Nesse ponto alguns leitores já devem estar franzindo a testa e tentando entender qual é o problema, mas acredito que muitas meninas já pegaram a ideia. É horrível ser menosprezada por sua aparência, mas também é horrível vê-la sendo engrandecida de forma abusiva, levando ao assédio. Assim como eu me sentia mal por ser chamada de feia, talvez as meninas “bonitas” também se magoavam ao ter que lidar com todo o tipo de assédio ─ verbal e físico ─ que sofriam mesmo sendo tão novas.
Vou ainda mais a fundo no problema, tirando ele do âmbito escolar e teen e trazendo-o para o dia a dia de mulheres de todas as idades. Talvez casos como o da Hannah não ganhem atenção porque estamos acostumados com isso. É normal (sic) que uma mulher bonita seja assediada, ela tem que ignorar porque “homem é assim mesmo”. E mesmo que isso a incomode, ela deve gostar, afinal “que mulher não gosta de ser elogiada”?
Percebi que esse tipo de coisa é mais perigosa, pois é o primeiro contato de muitas meninas com a sociedade patriarcal e machista na qual vivemos. Com 12 anos, meninas já são expostas ao assédio masculino que sofrerão pelo resto da vida e precisam lidar com homens bem mais velhos (e é sempre bom lembrar que nesses casos trata-se de pedofilia!).
Parece exagero, mas quando colocamos no papel se torna uma triste realidade absurda. Todas nós, independente de nossa aparência, somos atingidas pelo machismo e desrespeito. Hannah foi um exemplo, eu fui outro… De formas diferentes, mas ambas causaram cicatrizes horríveis. Até quando isso vai continuar e como iremos resolver?

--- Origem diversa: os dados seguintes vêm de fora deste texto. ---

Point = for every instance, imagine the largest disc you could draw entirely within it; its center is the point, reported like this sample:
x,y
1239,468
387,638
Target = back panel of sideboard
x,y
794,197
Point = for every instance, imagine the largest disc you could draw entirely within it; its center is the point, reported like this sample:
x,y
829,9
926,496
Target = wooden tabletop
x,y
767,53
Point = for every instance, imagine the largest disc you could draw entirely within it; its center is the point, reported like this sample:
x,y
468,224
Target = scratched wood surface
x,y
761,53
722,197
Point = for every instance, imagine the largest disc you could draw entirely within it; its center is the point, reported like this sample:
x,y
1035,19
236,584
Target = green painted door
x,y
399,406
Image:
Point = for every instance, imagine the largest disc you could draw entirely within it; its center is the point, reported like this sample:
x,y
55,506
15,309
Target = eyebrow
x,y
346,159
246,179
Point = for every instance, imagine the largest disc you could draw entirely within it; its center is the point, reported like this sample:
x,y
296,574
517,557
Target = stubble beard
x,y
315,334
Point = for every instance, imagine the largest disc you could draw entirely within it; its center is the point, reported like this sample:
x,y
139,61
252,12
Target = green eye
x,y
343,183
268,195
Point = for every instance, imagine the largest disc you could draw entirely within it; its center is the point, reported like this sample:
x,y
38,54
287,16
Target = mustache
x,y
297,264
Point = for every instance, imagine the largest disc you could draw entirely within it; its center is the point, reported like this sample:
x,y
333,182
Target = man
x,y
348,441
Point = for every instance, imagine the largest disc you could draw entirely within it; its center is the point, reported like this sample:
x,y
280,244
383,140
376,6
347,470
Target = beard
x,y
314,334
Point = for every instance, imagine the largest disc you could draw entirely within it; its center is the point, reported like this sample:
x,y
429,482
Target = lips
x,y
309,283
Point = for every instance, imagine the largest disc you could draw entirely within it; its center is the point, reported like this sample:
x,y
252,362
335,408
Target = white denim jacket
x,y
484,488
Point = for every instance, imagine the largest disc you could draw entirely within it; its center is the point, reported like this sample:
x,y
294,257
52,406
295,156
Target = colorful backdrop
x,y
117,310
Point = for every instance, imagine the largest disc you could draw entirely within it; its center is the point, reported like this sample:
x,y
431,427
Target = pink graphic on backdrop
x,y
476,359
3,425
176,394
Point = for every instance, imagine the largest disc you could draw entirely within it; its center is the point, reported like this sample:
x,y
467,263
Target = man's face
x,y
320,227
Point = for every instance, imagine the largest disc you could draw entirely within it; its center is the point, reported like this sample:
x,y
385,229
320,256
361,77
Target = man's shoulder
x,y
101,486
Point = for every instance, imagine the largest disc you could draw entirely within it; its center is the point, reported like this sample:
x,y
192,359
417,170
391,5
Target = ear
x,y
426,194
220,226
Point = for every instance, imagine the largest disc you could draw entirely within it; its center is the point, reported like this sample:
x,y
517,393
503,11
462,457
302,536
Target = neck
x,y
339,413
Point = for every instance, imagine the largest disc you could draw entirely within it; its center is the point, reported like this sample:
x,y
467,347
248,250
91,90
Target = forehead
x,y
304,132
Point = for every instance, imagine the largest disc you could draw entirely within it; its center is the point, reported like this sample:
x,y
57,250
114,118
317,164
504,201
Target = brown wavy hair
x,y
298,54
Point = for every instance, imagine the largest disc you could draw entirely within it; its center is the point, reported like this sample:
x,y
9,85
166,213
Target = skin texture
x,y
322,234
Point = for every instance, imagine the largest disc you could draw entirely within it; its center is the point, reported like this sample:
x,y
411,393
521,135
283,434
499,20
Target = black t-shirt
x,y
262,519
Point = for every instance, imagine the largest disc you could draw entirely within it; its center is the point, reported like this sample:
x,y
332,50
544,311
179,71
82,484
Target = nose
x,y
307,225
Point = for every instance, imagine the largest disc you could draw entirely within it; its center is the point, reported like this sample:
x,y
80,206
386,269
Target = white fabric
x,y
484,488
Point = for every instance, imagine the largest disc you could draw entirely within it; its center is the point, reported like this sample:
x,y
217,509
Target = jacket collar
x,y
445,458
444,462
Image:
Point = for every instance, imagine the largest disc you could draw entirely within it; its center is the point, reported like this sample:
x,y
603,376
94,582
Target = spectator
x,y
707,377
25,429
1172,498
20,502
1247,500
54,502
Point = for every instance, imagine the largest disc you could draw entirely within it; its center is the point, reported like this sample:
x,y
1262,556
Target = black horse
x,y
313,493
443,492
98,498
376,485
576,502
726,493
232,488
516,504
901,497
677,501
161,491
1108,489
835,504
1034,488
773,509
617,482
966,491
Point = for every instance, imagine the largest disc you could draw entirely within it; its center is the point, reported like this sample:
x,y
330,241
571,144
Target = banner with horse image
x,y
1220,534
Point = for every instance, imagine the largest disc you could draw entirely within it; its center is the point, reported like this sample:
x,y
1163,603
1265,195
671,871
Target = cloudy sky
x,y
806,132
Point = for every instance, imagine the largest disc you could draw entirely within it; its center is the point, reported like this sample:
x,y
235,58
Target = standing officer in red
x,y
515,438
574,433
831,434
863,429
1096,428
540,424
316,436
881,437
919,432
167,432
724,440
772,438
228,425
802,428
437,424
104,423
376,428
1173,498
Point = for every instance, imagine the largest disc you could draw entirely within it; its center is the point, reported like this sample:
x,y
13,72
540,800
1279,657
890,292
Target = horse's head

Nós mulheres continuaremos nos apoiando até onde der, mas quando todos vão perceber o quão absurdo é essa realidade? Até quando precisaremos gritar o que já é óbvio? Assédio não é elogio. Machismo não é normal e não, sua amiga considerada bonita não tem menos problemas que você. Olhemos umas paras as outras! Meninas apoiem-se!